Gene Discovery and Characterization of Novel Transcripts
To determine the number of potential novel genes found in the Palomero transcript collection, the total GS20–454 high quality reads were compared to the unassembled NCBI maize ESTs (from January 18th 2007), the MAGIs version 4, the maize chloroplast and mitochondria genomes and the MAGI repeats (version 3.1). Using an e-value < 9e-07, 87.5% of the GS20–454 sequences aligned with the existing NCBI maize ESTs, and 89.52% aligned with the genomic sequences of MAGIs (Table 4 and Additional file 2). Interestingly, only 1.75% and 2.7% of all GS20–454 sequences aligned to maize organelles and MAGI repeats, respectively (Table 4). In the case of the comparison to the EST collection of NCBI, 87.5% of all GS20–454 sequences matched directly by BLAST to a specific maize transcript, whereas 189,594 (12.5%) did not match with any reported maize transcribed sequence. Thus, using a relatively high level of stringency, 12.5% of the GS20–454 sequences potentially identify novel maize transcripts. This percentage was reduced to 5.67% (86,069 GS20–454 sequences) after a BLAST alignment to MAGIs, MAGI repeats and maize organelle databases, yielding the most conservative estimation of the proportion of novel transcripts that are represented in our Palomero collection.

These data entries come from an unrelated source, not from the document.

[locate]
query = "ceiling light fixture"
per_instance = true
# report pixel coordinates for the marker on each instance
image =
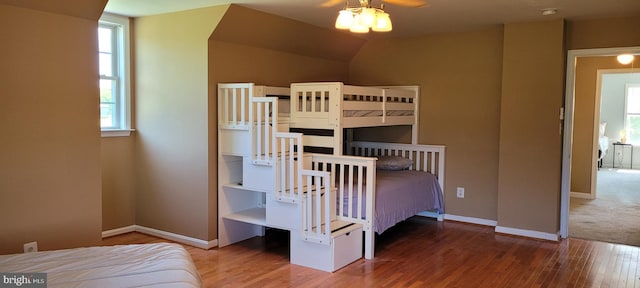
(625, 59)
(362, 19)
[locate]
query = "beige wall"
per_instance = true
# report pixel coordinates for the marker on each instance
(459, 75)
(530, 139)
(118, 182)
(614, 32)
(50, 148)
(603, 33)
(171, 146)
(265, 61)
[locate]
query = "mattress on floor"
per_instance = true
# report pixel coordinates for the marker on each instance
(140, 265)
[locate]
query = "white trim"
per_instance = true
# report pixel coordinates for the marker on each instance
(582, 195)
(203, 244)
(472, 220)
(527, 233)
(116, 133)
(124, 67)
(118, 231)
(567, 138)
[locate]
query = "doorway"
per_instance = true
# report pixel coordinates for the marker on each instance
(573, 55)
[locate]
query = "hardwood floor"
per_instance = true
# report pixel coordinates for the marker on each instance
(421, 252)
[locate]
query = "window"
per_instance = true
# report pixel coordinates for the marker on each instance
(632, 113)
(113, 55)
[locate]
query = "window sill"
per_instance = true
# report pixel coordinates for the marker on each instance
(116, 133)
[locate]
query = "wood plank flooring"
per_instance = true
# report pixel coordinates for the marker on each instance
(421, 252)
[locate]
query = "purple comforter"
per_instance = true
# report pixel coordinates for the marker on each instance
(402, 194)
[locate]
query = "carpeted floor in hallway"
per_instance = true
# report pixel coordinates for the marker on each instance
(615, 215)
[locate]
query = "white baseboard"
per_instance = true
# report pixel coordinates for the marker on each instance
(527, 233)
(471, 220)
(118, 231)
(431, 214)
(582, 195)
(163, 234)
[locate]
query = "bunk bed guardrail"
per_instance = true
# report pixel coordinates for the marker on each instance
(264, 129)
(317, 209)
(290, 164)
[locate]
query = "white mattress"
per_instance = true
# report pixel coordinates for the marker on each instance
(143, 265)
(374, 113)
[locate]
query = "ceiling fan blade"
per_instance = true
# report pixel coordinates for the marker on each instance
(408, 3)
(331, 3)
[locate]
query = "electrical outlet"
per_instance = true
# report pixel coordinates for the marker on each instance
(31, 247)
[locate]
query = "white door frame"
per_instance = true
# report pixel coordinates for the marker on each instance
(567, 140)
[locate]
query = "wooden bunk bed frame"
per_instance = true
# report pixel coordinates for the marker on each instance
(254, 136)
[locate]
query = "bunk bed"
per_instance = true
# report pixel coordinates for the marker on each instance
(317, 116)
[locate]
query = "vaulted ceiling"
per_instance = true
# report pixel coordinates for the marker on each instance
(439, 16)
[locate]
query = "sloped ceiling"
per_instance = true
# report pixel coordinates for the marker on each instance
(277, 33)
(88, 9)
(440, 16)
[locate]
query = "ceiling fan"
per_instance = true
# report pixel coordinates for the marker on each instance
(365, 3)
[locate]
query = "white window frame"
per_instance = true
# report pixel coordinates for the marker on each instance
(123, 74)
(627, 113)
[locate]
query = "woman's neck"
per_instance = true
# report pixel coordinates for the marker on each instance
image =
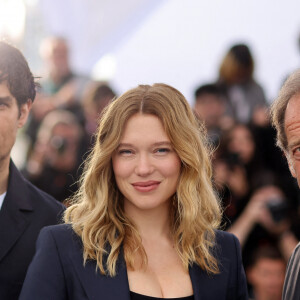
(151, 224)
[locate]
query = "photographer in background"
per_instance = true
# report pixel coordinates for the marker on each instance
(57, 154)
(265, 274)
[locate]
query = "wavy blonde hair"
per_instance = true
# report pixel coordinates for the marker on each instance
(97, 214)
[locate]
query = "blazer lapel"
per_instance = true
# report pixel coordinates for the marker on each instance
(13, 221)
(208, 286)
(98, 286)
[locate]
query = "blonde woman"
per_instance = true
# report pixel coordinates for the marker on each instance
(144, 222)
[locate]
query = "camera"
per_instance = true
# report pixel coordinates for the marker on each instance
(59, 144)
(278, 208)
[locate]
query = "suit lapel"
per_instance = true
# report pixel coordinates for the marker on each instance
(13, 221)
(98, 286)
(207, 286)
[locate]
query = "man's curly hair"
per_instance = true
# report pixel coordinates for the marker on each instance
(15, 71)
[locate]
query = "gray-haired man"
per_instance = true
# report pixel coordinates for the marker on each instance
(285, 113)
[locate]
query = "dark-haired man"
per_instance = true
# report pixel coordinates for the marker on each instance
(286, 118)
(24, 209)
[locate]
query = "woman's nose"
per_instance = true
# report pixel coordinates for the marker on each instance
(144, 165)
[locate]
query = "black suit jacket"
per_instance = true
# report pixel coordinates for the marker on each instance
(57, 272)
(25, 210)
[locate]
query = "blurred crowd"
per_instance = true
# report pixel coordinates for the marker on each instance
(260, 198)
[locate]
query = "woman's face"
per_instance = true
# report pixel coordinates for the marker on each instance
(145, 164)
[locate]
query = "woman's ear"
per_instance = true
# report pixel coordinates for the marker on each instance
(24, 112)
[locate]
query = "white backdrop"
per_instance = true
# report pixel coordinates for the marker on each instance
(174, 41)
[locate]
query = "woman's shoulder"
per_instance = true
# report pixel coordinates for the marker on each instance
(226, 242)
(62, 233)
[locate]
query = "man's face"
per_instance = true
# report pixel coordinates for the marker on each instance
(11, 118)
(292, 131)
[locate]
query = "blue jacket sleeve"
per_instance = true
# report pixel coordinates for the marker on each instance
(291, 288)
(45, 277)
(242, 290)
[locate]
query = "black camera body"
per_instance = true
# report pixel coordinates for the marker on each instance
(278, 208)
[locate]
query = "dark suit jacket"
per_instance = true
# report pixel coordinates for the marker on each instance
(57, 272)
(25, 210)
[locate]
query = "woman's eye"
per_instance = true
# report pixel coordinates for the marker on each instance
(125, 152)
(162, 150)
(296, 152)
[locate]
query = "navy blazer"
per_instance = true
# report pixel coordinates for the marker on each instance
(25, 210)
(57, 272)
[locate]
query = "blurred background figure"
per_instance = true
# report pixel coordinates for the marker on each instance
(53, 165)
(98, 96)
(209, 107)
(60, 86)
(266, 273)
(245, 97)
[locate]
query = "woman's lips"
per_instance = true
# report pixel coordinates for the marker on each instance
(146, 186)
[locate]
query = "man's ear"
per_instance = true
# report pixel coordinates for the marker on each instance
(290, 163)
(24, 112)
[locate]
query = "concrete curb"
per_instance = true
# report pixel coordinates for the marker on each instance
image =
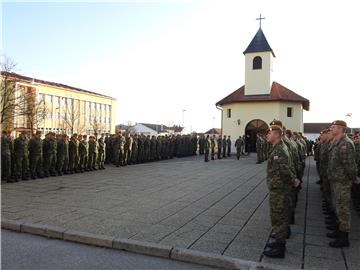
(146, 248)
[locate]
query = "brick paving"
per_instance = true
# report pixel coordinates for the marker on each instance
(219, 207)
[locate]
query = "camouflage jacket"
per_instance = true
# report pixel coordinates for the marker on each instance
(5, 146)
(342, 166)
(21, 146)
(357, 149)
(73, 148)
(35, 146)
(279, 174)
(324, 158)
(238, 143)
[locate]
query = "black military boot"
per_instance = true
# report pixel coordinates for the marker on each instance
(333, 234)
(341, 241)
(277, 251)
(292, 219)
(331, 227)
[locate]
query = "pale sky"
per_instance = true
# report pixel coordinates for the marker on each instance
(158, 58)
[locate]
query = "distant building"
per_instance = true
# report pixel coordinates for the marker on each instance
(151, 129)
(66, 109)
(251, 108)
(312, 130)
(213, 131)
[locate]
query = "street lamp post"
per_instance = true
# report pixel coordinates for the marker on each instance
(183, 117)
(349, 115)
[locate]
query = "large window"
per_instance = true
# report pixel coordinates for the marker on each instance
(229, 113)
(257, 62)
(289, 112)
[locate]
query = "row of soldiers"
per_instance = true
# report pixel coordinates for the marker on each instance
(128, 149)
(55, 155)
(211, 145)
(337, 157)
(263, 147)
(285, 153)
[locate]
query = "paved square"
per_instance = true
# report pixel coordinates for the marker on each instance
(219, 207)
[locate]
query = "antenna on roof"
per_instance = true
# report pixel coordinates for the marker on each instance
(259, 19)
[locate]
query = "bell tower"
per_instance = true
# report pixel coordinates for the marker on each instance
(258, 65)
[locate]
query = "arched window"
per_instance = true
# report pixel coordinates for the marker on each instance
(257, 62)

Figure 2 shows a histogram of the size distribution of these 86,069 sequences. In addition, we calculated the % of GC of this set of sequences and compared it to that of a set of 88,299 random sequences from the same Palomero EST collection. The potential novel transcripts had 50% of GC and an average length of 96.96 nt, whereas the set of random sequences had 51% of GC and an average length of 97.02 nt, indicating that there are no significant differences in the GC fraction and length of both sets of sequences. The potential novel sequences were then searched by BLAST against the TIGR Plant Transcript Assemblies database (Plantta), which contains all the expressed sequences from all plant species for which more than 1,000 ESTs or cDNA sequences are publicly available . 13,464 sequences had a match to this database, averaging 2.3 sequences by gene locus (5,854 genes), of which 32.6% are annotated as hypothetical proteins. These results suggest that there are a significant number of maize genes that are not present in the public maize EST databases that are transcribed and have an orthologous gene in other plant species. After this analysis still 72,305 sequences did not align to any known plant transcript. A comparison by BLASTX to the non-redundant protein database (NR) from NCBI of these sequences revealed similarity of additional 7,997 sequences to a given protein (averaging 1.7 sequences by gene locus), most of them (> 60%) cataloged as hypothetical proteins. Thus, 64,308 ESTs failed to align to any known protein, probably representing transcripts from non-coding genomic sequences.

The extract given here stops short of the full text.